Super quads: At 18 miles a day, my commute to and from the office will be the longest daily bike ride I’ve ever had, and I’m hoping for some payoff more than an increased desire to eat.

The real opportunity I am looking for, however, is to see how we can use venture capital as an investment vehicle for sustainable systems.
It might look like I’m hugging a tree, but given that the Banyan tree is a top 10 attraction in Lahaina, contributing to Hawaii’s $10B tourism industry, I’m really just hugging capitalism.

In the summer of 2016, right before starting my MBA at Harvard Business School, Ben Gaddy, Varun Sivaram and Francis O’Sullivan published their paper on the underperformance of venture capital in the cleantech industry. It wasn’t news that cleantech venture wasn’t a shining exemplar of profitable returns, but it highlighted the severity at which the majority of portfolios missed their targets.
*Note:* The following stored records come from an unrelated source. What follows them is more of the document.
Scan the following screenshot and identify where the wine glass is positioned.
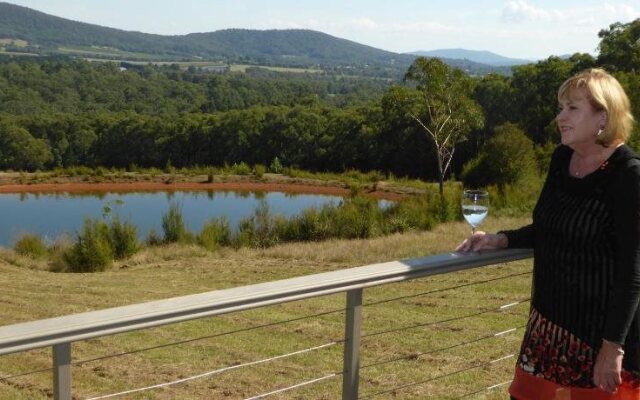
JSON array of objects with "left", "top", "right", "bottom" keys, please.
[{"left": 462, "top": 190, "right": 489, "bottom": 234}]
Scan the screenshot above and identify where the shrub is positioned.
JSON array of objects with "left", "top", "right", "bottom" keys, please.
[
  {"left": 48, "top": 234, "right": 73, "bottom": 273},
  {"left": 145, "top": 228, "right": 163, "bottom": 246},
  {"left": 386, "top": 195, "right": 436, "bottom": 232},
  {"left": 164, "top": 159, "right": 175, "bottom": 174},
  {"left": 348, "top": 183, "right": 363, "bottom": 197},
  {"left": 289, "top": 207, "right": 325, "bottom": 241},
  {"left": 94, "top": 166, "right": 108, "bottom": 177},
  {"left": 109, "top": 216, "right": 139, "bottom": 259},
  {"left": 162, "top": 203, "right": 188, "bottom": 243},
  {"left": 64, "top": 219, "right": 113, "bottom": 272},
  {"left": 230, "top": 162, "right": 252, "bottom": 176},
  {"left": 269, "top": 157, "right": 284, "bottom": 174},
  {"left": 462, "top": 123, "right": 537, "bottom": 190},
  {"left": 66, "top": 165, "right": 93, "bottom": 176},
  {"left": 199, "top": 217, "right": 231, "bottom": 251},
  {"left": 332, "top": 197, "right": 384, "bottom": 239},
  {"left": 488, "top": 176, "right": 544, "bottom": 216},
  {"left": 14, "top": 233, "right": 48, "bottom": 259},
  {"left": 230, "top": 201, "right": 284, "bottom": 248},
  {"left": 253, "top": 164, "right": 266, "bottom": 178}
]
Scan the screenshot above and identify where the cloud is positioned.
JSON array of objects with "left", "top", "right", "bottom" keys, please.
[
  {"left": 501, "top": 0, "right": 639, "bottom": 25},
  {"left": 351, "top": 17, "right": 378, "bottom": 30},
  {"left": 501, "top": 0, "right": 565, "bottom": 23}
]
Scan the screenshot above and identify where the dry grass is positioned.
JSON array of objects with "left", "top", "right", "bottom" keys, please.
[{"left": 0, "top": 216, "right": 532, "bottom": 399}]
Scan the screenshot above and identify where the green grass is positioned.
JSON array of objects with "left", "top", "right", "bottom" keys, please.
[{"left": 0, "top": 216, "right": 532, "bottom": 399}]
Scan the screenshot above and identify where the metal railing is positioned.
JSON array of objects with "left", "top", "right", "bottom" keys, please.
[{"left": 0, "top": 248, "right": 533, "bottom": 399}]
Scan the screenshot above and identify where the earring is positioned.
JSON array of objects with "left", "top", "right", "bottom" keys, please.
[{"left": 597, "top": 128, "right": 604, "bottom": 137}]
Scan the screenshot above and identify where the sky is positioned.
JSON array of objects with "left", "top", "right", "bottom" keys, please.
[{"left": 4, "top": 0, "right": 640, "bottom": 60}]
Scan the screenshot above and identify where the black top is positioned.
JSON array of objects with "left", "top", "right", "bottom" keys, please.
[{"left": 502, "top": 144, "right": 640, "bottom": 374}]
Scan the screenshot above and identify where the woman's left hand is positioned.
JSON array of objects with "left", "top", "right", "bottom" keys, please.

“Cleantech venture capital is dead, long live cleantech venture capital!” — Steven Lacey, GTM

The relationship of venture and the energy sector has been a highly debated topic, but I view that as more of an opportunity than a risk. Many VCs have left the space, and there are advantages to looking where others are not, especially with the right expertise and lessons learned from the past.

I saw opportunities firsthand while working in project finance in the energy and resource productivity space, where it seemed clear that there was a fit for venture in high-risk, high-reward technologies, particularly in non-infrastructure areas. The fundamentals of what made the industry attractive were still there: with finite resources and increased political and societal concern on environmental impact, successful companies would manage these risks, or innovate to solve these problems.

Paul Hawkins points this out quite clearly in Drawdown: while we obsess over energy generation breakthroughs, the largest climate mitigation efforts might be in HVAC, waste reduction, transportation, efficiency, and food systems. These also happen to sound like appealing investment areas!

Venture capital didn’t need to shy away from cleantech, it needed to evolve its definition and approach.

I was instantly drawn to Obvious as they have tackled this evolution head on. At the firm, sustainable systems include the industrial internet-of-things (bringing efficiency and waste reduction to traditional industry), smart cities, two-way grids, and agtech, to name a few. This summer, I’ll personally be exploring supply chain IoT and aquaculture, and if I’m especially efficient, a quick re-look at energy storage.

These segments all have brilliant entrepreneurs building businesses that can yield outsized financial returns and reach outside the traditional targets in cleantech, all while delivering extraordinary environmental impact — making them obvious world positive investments.